小泉與七さんとお産を控えたお母さんホルスタイン
入り口には牧場のシンボル、サイロがド~ンと鎮座し、周辺には干し草やワラが。ぬかるんだ土の感触……。
アスファルトに慣れた足には歴然とした違いが感じられ、あたりにはそこはかとなく独特の匂いが漂ってきました。
敷地に入って左側を覗くと、ふと目があったのは大きな牛!
うっわ~、ほんとに牛がいる!
しかも、牛ってこんなに大きかったっけ?と、目を疑いたくなるほどの大きさに大興奮。
その傍らで、にこやかな笑みを湛えて出迎えてくれたのが牧場の経営者、小泉與七(こいずみよしち)さんでした。
のんびりゆったりの都会のオアシス
すぐ横には数カ月ほど前に生まれた子牛がなんと3頭も! かわいい! 思わず声が出ます。
興味津々な様子で顔を出し、目を大きく見開いてきょろきょろしている子牛たち。油断するとベロンと舐められてしまいそうでした。大きな舌! あれが牛タンね、なんて思ったりして(失礼)。
大きな牛舎の中はちょうどお掃除中だったので、中には入れませんでしたが、約40頭いるという牛たちはみなゆっくりのんびりモードでくつろいでいて、ここが23区内だと言うことを忘れてしまうほど。

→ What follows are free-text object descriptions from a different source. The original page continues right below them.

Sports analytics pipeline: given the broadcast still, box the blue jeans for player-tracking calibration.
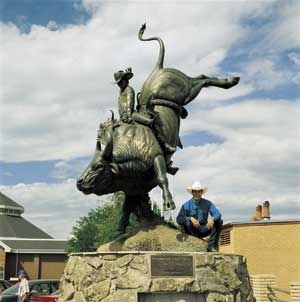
[184,219,223,249]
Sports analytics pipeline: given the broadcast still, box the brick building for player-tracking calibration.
[219,201,300,294]
[0,192,68,279]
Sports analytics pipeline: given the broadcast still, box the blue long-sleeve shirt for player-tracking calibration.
[176,197,221,226]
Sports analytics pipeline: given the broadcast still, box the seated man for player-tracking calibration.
[176,181,223,252]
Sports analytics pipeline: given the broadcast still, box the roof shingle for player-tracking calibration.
[0,214,53,238]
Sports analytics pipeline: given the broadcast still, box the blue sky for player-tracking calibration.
[0,0,90,31]
[0,0,299,238]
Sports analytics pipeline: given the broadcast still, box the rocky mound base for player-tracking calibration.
[97,216,207,252]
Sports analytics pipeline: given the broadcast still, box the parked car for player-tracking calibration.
[30,290,59,302]
[0,281,12,293]
[0,279,59,302]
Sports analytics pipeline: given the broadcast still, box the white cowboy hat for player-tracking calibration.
[186,181,208,194]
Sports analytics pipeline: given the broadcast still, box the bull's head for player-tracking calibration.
[76,140,106,194]
[76,112,119,195]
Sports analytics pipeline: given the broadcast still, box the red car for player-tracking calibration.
[30,290,59,302]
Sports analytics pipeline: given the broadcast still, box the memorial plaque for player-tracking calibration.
[150,255,194,277]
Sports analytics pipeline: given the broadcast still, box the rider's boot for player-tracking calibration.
[131,112,154,127]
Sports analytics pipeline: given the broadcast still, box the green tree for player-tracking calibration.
[167,215,174,225]
[152,200,161,217]
[68,192,138,252]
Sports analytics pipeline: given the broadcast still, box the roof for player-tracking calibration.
[223,219,300,228]
[0,238,68,253]
[0,214,52,238]
[0,192,24,212]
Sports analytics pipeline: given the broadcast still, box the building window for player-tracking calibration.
[220,229,231,245]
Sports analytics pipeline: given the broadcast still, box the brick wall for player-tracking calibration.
[219,222,300,292]
[0,246,5,278]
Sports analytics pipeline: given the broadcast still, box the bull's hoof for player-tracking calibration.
[167,166,179,175]
[228,77,240,87]
[169,203,176,210]
[163,201,176,211]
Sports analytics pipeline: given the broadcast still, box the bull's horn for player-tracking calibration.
[102,131,113,161]
[110,163,119,174]
[110,110,114,121]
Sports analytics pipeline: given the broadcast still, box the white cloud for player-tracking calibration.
[171,98,300,219]
[0,180,103,239]
[288,52,300,66]
[191,83,254,105]
[50,158,90,180]
[81,0,102,14]
[0,1,278,162]
[263,1,300,52]
[46,20,59,31]
[240,56,299,90]
[195,49,227,75]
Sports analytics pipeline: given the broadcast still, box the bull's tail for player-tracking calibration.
[138,23,165,70]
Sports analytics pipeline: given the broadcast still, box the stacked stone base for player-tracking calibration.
[59,251,254,302]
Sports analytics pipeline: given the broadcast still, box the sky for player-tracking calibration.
[0,0,299,239]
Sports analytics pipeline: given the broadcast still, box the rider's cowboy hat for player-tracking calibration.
[186,181,208,194]
[113,67,133,84]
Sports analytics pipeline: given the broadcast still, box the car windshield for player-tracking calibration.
[1,282,20,295]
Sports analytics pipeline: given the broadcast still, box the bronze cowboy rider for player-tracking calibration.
[114,67,135,124]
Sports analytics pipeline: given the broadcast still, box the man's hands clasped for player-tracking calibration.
[190,217,214,230]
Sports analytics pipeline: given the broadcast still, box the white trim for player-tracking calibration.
[0,205,24,211]
[9,249,67,254]
[0,238,67,253]
[0,241,12,252]
[223,219,300,226]
[0,213,21,217]
[0,237,66,241]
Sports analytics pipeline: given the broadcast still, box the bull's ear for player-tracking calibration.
[110,163,119,174]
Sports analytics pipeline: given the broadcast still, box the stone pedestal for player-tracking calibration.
[59,251,254,302]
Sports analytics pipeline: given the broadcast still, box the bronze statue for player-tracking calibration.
[77,24,240,233]
[136,23,239,167]
[77,111,175,209]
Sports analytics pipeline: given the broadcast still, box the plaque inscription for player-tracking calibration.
[150,255,194,277]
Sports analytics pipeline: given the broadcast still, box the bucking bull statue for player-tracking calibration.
[77,24,239,233]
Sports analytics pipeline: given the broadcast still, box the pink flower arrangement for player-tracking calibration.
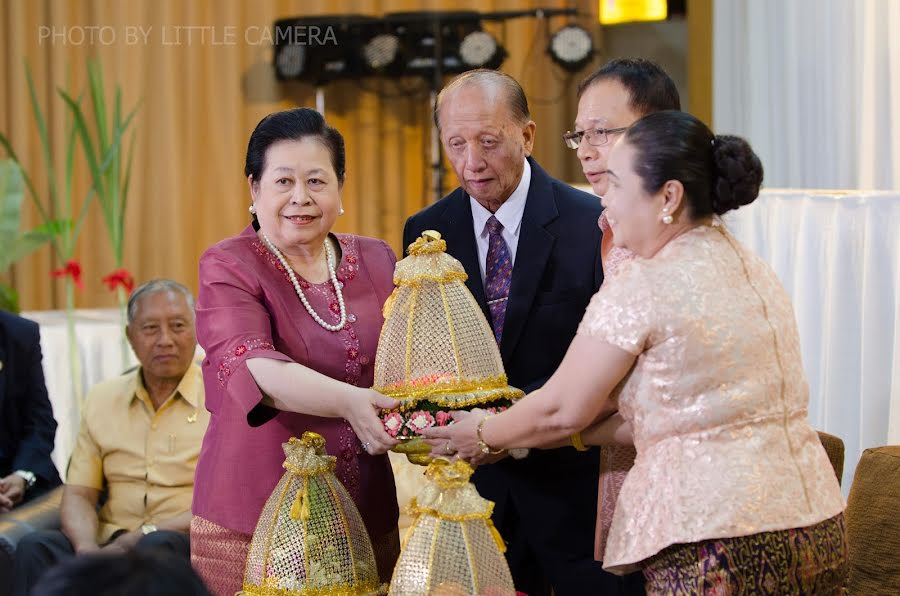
[383,413,404,437]
[381,404,510,439]
[406,411,436,432]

さながら都会のオアシス! 平和でのどかな雰囲気に包まれていました。
唯一残ったからこその苦労と、うれしい招待状
牛がたくさん!みんなのんびりしています
與七さんの父が開業し、今は息子の勝(まさる)さんが3代目として受け継いでいるのですが、経営には大変な苦労があったそうです。
かつては多くの酪農家や農家が存在していた練馬区。
経済成長と共に牧場や農地は姿を消し住宅地と化していきました。
唯一残った小泉牧場は匂いや鳴き声などに対する苦情が相次ぎ、困っていたと言います。
そこで、小泉牧場では近所の学校からの見学や体験学習を受け入れることにしました。
地元の小学生たちとの触れ合いを通じて、近隣住民の方からの畜産への理解も徐々に深まっていったのだそう。
今でも小学生が牧場見学や牛の世話にやってきては、牧場で学んだことを発表する会に招待してくれるそうです。
與七さんが子どもたちからの招待状をうれしそうに見せてくれました。
名物のアイスミルクが美味しい!
左がクリームチーズ、右がチョコチップのアイスミルク
絞りたてのミルクが飲めるのかと思ったら……残念ながら絞った生乳は販売できないのだそう。
生乳は農協に卸しているそうなので、もしかしたら、私たちは知らない間に「小泉牧場」の牛乳を飲んでいるかもしれませんね。
道路を隔てた向かいの小屋では小泉牧場のアイスミルクを販売中!
1個300円で、バニラなど全部で7種類ありますが、人気のためすぐに売り切れてしまうらしく、この日の在庫はクリームチーズとチョコチップだけでした。
さっそくいただいてみると、美味しい!
濃厚なミルクの味わいながら、さっぱりした後味です。
目の前にいた牛のミルクから作られていると思うと、深いありがたみを感じました。
── 命の尊さや食の大切さを学ぶ食育の場として、今や貴重な存在となっている小泉牧場。
この日も保育士の方たちが見学に来ていました。交流を通じて、子どもたちの将来を考えるようになったという與七さんのお話が印象的でした。
すぐ近所には東京初のワイン醸造施設もありますので、気になる方はぜひ大人の社会科見学に行ってみてくださいね!